Viel helfen wird es Sarcozy wohl nicht. Und auch Steinbrück nicht. Denn Jean-Claude Trichet hat bereits mehrmals ein „breites Kreuz“ bewiesen. Und dass derartige Sprüche nur politischer Alltag sind, um sich nicht mangelnder Initiative bezichtigen zu lassen, sollte nur dem Uninformierten entgangen sein. Da wirkt es schon grotesk, dass Sarcozy durch seine Äußerungen „eine Aufklärung der öffentlichen Meinung“ anstrebt. Denn wirklich aufgeklärt wirkt er selbst nicht.

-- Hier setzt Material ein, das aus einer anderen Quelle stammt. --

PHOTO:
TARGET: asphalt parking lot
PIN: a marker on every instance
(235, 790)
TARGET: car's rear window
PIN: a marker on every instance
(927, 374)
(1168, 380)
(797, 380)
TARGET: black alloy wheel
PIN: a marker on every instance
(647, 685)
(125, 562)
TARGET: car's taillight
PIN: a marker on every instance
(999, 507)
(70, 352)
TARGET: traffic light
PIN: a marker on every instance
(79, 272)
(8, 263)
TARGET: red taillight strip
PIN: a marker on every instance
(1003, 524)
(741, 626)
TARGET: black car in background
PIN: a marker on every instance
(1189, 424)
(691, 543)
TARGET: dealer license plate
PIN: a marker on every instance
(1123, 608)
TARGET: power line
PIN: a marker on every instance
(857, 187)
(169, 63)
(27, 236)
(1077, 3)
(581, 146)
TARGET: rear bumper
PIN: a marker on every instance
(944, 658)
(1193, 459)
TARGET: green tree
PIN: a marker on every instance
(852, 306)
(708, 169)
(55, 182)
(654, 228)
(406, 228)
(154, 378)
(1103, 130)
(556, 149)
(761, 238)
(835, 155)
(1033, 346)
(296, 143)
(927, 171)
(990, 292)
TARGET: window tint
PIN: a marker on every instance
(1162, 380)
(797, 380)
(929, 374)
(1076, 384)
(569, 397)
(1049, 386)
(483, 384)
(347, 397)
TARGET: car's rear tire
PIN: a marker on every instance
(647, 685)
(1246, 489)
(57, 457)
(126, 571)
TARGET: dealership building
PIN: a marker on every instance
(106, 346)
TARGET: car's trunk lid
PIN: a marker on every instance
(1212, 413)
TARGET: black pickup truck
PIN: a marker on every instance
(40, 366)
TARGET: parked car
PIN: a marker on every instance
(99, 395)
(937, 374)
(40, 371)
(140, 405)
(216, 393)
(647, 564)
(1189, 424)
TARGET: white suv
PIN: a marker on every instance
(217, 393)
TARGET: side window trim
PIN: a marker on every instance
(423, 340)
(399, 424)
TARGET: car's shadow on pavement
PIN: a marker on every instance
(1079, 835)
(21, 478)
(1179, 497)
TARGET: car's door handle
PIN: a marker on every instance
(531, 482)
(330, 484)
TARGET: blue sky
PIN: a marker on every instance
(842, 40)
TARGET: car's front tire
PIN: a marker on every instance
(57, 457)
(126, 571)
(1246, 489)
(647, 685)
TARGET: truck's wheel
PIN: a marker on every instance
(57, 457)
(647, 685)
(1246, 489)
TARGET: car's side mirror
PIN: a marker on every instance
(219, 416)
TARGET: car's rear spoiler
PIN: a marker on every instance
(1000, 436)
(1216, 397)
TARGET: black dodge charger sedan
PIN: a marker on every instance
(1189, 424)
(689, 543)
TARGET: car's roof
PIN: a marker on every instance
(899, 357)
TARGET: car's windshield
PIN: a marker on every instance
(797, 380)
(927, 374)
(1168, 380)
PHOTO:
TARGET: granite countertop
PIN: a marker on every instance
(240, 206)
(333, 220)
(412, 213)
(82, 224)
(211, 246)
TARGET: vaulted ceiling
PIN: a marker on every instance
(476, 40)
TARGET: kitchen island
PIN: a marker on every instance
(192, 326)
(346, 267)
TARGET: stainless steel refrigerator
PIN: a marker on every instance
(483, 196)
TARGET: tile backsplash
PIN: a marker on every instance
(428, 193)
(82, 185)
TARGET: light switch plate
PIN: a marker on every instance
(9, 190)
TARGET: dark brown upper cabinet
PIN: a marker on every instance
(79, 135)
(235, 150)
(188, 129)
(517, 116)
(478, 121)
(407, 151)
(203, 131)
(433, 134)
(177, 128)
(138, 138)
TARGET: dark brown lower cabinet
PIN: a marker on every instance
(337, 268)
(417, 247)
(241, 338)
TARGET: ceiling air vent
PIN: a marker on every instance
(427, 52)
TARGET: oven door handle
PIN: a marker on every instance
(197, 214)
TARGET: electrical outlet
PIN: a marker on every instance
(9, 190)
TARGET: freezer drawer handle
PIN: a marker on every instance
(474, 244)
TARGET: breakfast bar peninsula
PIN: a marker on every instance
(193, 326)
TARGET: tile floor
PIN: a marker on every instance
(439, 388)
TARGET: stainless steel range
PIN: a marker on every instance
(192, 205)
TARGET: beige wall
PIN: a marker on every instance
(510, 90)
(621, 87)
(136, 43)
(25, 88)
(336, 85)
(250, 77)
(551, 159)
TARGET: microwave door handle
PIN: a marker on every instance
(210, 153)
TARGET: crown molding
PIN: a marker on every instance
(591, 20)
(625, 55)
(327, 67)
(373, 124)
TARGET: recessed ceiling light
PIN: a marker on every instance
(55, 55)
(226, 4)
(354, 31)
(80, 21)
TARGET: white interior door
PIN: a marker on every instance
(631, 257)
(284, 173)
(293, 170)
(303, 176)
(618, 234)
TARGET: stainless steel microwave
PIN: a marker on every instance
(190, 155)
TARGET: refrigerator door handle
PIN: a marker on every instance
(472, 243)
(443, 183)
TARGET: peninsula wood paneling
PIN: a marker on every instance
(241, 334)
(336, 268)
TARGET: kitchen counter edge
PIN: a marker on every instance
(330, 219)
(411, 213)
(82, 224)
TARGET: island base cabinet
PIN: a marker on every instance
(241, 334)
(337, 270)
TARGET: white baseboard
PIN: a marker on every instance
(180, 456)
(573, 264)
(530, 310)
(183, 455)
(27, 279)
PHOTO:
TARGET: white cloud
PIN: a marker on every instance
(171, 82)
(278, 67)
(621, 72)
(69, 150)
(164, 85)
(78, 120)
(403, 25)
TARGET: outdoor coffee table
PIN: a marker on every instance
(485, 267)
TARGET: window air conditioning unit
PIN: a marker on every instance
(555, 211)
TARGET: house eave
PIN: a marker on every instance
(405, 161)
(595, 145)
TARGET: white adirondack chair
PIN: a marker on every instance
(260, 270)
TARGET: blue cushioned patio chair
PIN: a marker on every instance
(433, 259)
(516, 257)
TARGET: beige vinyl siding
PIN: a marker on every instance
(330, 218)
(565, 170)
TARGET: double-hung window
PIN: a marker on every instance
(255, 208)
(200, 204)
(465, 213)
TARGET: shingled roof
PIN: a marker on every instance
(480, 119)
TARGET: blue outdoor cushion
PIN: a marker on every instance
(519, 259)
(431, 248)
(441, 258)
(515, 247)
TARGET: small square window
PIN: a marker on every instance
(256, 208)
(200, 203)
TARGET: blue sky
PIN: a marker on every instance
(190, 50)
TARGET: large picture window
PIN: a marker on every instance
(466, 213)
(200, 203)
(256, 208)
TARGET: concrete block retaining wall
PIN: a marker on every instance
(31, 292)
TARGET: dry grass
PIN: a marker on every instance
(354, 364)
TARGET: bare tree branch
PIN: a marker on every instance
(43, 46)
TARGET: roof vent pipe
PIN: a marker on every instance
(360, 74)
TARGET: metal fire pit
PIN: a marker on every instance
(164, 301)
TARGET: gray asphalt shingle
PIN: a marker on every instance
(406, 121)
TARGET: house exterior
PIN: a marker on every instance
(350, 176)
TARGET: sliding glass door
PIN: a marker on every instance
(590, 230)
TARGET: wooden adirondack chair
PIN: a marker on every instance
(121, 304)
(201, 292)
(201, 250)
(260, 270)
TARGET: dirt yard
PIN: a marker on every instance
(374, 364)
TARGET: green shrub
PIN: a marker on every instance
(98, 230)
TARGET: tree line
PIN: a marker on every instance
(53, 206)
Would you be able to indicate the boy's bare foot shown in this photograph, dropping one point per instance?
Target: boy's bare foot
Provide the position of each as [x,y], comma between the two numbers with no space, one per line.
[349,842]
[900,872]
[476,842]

Aber das sollte man ihm aufgrund seiner kulturellen Prägung wohl auch verzeihen. Denn Frankreich war noch lange Zeit nach dem zweiten Weltkrieg de facto nahe an einem sozialistischen Land. Versuchte man in dem damaligen Wirtschaftssystem Frankreichs, der „Planification“, doch wirklich von Paris aus das Angebot planwirtschaftlich zu steuern.  Und scheinbar sind alle freiheitlichen Errungenschaften, auch wenn diese noch lange nicht weit genug reichen, ein Hindernis. Und jetzt will man auch noch von Seiten der Politik sozialistisch den wohl wichtigsten Marktpreis einer Volkswirtschaft zu beeinflussen: den Zins.

Die EZB wird sich auch in den nächsten Jahren auf Attacken aus Paris, Rom oder sogar aus Berlin einstellen müssen. Und angesichts der Zinserhöhungsankündigungen wohl auch aus den konjunkturell gebeutelten Spanien, dem Zinssteigerungen noch viel weniger nützen. Aber selbst ohne die Eingriffe von Sarkozy und Co. bleibt der Notenbankzins dennoch ein administrierter Preis. Nicht mehr, aber auch nicht weniger. Über die Ermittlung des größeren Übels braucht man wohl nicht sehr lange diskutieren. Aber das ist auch eine Sache der Perspektive.